Jury Nullification Cited as Reason Not to Charge State Rep for Buying Cannabis

October 5th, 2016 - 12:28pmby FTL_Ianin

Rick Naya, NH Hempfest Organizer and Joe Lachance

Rick Naya, NH Hempfest Organizer and State Rep Joe Lachance

The Attorney General’s office in New Hampshire has released a report regarding their investigation of claims that former state representative Kyle Tasker had sold cannabis at the NH state house in Concord, to other state representatives. Several liberty-oriented state reps including Amanda Bouldin, Joe Lachance, Pam Tucker, Ted Wright, and the late Shem Kellogg were all investigated by the AG’s office but none will be charged.

The report details the investigations of each state rep and though they believed they had a case for “dry conspiracy” charges against both former-cop-turned-LEAP speaker Lachance and Tasker, they used their discretion and decided not to charge them. The report specifically cites jury nullification when giving their explanation as to why they aren’t charging Lachance – that’s great news for activists who’ve been doing jury nullification outreach here in the Shire for years.

Jury nullification is the long-held right of jurors to vote their conscience, regardless of what the law says and the facts in the case are. Though Lachance clearly broke the law, each juror has the right to acquit simply because they believe the law is bad. It’s a powerful right and courts around the country as well as the federal courts will do everything they can to keep jurors from knowing about it. However, here in New Hampshire is established court precedent that not only can jury nullification information be given to jurors outside the court, but even defendants and attorneys can explain nullification during trial!

NH Jury Logo

NH Jury Rights

The NH attorney general doesn’t like jury nullification, as it’s a threat to their power. They appear however to have realized that the changing political tides regarding cannabis legalization plus jurors’ awareness of nullification would likely mean they were wasting their time prosecuting Lachance. They also say in the report that a jury would likely reject “dry conspiracy” charges for Tasker as well (who is facing various felonies for other victimless crimes) and say his other charges will suffice to, “hold him accountable for his drug crimes”. Of course, there are no victims in those “drug crimes” which include possession and sale of cannabis, MDMA, and mushrooms and so Tasker should also not be charged with them, and neither should anyone else.

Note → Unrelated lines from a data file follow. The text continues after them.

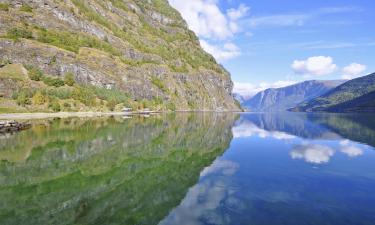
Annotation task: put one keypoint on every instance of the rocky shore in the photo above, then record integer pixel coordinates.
(11, 126)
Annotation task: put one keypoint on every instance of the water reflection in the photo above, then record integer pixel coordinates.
(191, 169)
(284, 168)
(106, 170)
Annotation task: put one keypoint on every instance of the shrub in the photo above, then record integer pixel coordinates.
(4, 6)
(61, 93)
(171, 106)
(15, 33)
(35, 74)
(38, 98)
(50, 81)
(55, 106)
(84, 95)
(23, 99)
(110, 95)
(111, 105)
(69, 79)
(158, 83)
(26, 8)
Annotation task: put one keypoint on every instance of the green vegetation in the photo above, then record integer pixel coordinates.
(26, 8)
(342, 96)
(4, 7)
(55, 106)
(85, 159)
(73, 41)
(22, 98)
(38, 98)
(51, 81)
(85, 95)
(34, 73)
(16, 33)
(159, 83)
(69, 79)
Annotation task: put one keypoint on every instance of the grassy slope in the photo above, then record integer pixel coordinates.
(346, 92)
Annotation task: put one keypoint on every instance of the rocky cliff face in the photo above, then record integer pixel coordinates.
(281, 99)
(141, 47)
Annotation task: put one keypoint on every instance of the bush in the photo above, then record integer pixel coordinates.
(38, 98)
(171, 106)
(4, 6)
(55, 106)
(111, 105)
(15, 33)
(84, 95)
(61, 93)
(35, 74)
(23, 99)
(159, 83)
(69, 79)
(110, 95)
(26, 8)
(50, 81)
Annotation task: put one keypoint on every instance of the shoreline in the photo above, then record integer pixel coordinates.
(26, 116)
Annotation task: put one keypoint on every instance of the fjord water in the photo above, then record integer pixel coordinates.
(198, 168)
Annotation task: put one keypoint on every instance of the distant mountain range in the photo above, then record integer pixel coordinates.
(282, 99)
(357, 95)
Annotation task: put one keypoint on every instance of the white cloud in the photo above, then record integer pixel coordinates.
(248, 129)
(248, 90)
(206, 19)
(212, 25)
(221, 53)
(297, 19)
(314, 66)
(279, 20)
(350, 150)
(235, 14)
(312, 153)
(353, 70)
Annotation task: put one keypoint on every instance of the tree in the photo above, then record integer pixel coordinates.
(69, 79)
(38, 98)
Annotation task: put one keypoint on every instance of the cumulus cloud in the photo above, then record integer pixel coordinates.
(204, 200)
(248, 90)
(206, 19)
(297, 19)
(212, 25)
(350, 150)
(248, 129)
(353, 70)
(312, 153)
(221, 53)
(314, 66)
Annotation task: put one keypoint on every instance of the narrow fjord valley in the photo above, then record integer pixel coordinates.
(187, 112)
(105, 55)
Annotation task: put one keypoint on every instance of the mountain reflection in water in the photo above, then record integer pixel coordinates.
(290, 169)
(191, 168)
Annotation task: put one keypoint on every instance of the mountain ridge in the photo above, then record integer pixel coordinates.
(141, 51)
(281, 99)
(352, 93)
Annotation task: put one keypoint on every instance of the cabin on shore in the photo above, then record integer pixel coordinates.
(126, 109)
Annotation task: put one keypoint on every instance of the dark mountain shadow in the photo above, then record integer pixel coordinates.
(356, 127)
(107, 170)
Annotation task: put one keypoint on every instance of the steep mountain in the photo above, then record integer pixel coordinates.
(281, 99)
(104, 54)
(353, 95)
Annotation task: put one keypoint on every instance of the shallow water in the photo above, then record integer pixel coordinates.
(191, 169)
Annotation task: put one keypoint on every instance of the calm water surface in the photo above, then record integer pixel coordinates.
(191, 169)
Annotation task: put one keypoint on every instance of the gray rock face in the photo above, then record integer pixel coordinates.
(121, 45)
(282, 99)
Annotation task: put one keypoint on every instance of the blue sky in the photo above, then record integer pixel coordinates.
(273, 43)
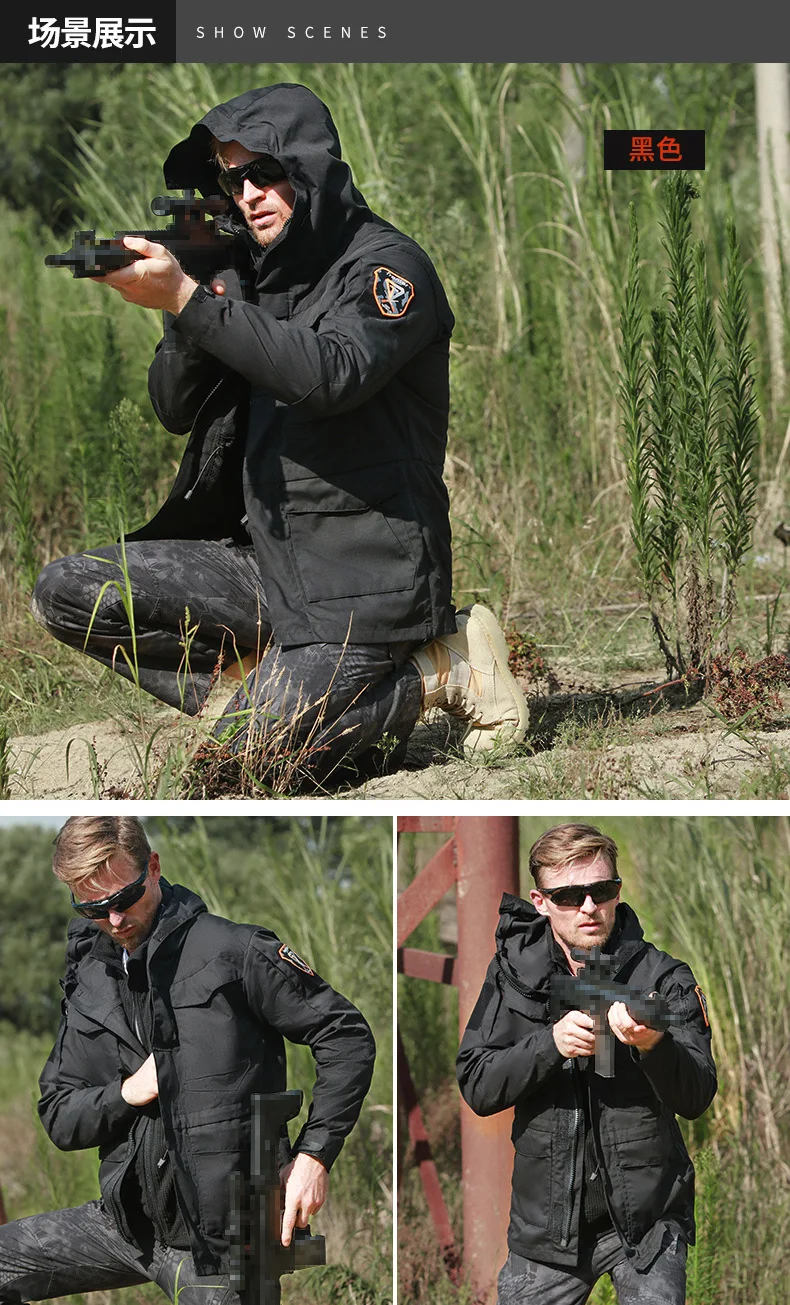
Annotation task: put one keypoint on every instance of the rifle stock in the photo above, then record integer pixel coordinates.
(257, 1257)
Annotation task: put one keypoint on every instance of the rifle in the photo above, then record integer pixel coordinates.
(199, 236)
(257, 1257)
(594, 991)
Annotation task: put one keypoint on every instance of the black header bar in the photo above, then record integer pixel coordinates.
(395, 31)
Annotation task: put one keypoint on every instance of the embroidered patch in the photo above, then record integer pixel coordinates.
(392, 292)
(290, 955)
(703, 1005)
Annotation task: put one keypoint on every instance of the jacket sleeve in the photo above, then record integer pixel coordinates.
(680, 1066)
(507, 1051)
(77, 1113)
(304, 1009)
(180, 379)
(350, 354)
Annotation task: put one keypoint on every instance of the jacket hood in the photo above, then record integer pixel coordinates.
(294, 127)
(525, 942)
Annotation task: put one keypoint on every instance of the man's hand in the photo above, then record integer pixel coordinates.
(142, 1086)
(628, 1031)
(575, 1034)
(306, 1185)
(154, 281)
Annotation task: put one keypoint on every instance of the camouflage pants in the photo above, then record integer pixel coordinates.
(192, 606)
(525, 1280)
(81, 1250)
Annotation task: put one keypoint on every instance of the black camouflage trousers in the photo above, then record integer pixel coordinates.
(81, 1250)
(186, 608)
(524, 1282)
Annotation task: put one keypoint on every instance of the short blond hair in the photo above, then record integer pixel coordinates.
(567, 843)
(85, 844)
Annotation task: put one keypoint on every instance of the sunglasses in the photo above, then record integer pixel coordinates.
(120, 901)
(261, 172)
(575, 894)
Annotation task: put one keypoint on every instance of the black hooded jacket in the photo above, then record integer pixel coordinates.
(342, 336)
(508, 1057)
(223, 997)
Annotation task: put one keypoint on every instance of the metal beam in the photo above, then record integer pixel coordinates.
(426, 1166)
(487, 850)
(427, 965)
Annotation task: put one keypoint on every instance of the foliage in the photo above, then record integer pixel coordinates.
(690, 437)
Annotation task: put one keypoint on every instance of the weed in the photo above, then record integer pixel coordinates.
(690, 439)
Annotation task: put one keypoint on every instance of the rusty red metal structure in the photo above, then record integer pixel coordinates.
(481, 860)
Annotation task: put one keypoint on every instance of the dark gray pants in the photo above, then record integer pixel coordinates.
(81, 1250)
(336, 702)
(524, 1282)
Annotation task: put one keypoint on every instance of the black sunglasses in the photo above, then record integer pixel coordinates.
(261, 172)
(575, 894)
(120, 901)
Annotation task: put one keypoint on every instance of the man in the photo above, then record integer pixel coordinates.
(307, 531)
(602, 1182)
(173, 1018)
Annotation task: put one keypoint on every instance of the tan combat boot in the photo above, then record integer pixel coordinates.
(468, 675)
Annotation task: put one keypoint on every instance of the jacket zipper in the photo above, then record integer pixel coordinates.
(214, 452)
(601, 1168)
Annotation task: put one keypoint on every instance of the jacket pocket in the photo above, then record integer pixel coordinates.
(354, 538)
(534, 1192)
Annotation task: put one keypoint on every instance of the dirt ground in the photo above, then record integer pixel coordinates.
(581, 745)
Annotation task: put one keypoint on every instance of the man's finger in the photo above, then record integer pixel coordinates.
(289, 1219)
(150, 248)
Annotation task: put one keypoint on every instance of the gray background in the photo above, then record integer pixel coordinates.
(489, 31)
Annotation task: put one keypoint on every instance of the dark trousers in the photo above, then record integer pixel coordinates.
(187, 607)
(81, 1250)
(524, 1282)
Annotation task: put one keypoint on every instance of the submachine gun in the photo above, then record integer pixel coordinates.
(200, 238)
(257, 1257)
(594, 991)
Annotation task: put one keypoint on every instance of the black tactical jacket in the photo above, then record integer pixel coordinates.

That’s really the question here – if the NH AG acknowledges that cannabis charges are likely to not pass a jury due to nullification, then why don’t they treat every person caught with cannabis the same way they did the state reps? The reason is they know most people will quietly take a plea deal and further, if they don’t take the deal, they can drop the charge to a class B misdemeanor which means the defendant can’t get a jury trial, virtually guaranteeing a guilty verdict and hundreds of dollars (per victim) flowing to the state’s coffers. Cannabis prohibition means big money for the state gang, so they’ll keep charging the little people until the law is changed. Hopefully that will happen in 2017 if the new governor doesn’t stand in the way, whoever it ends up being.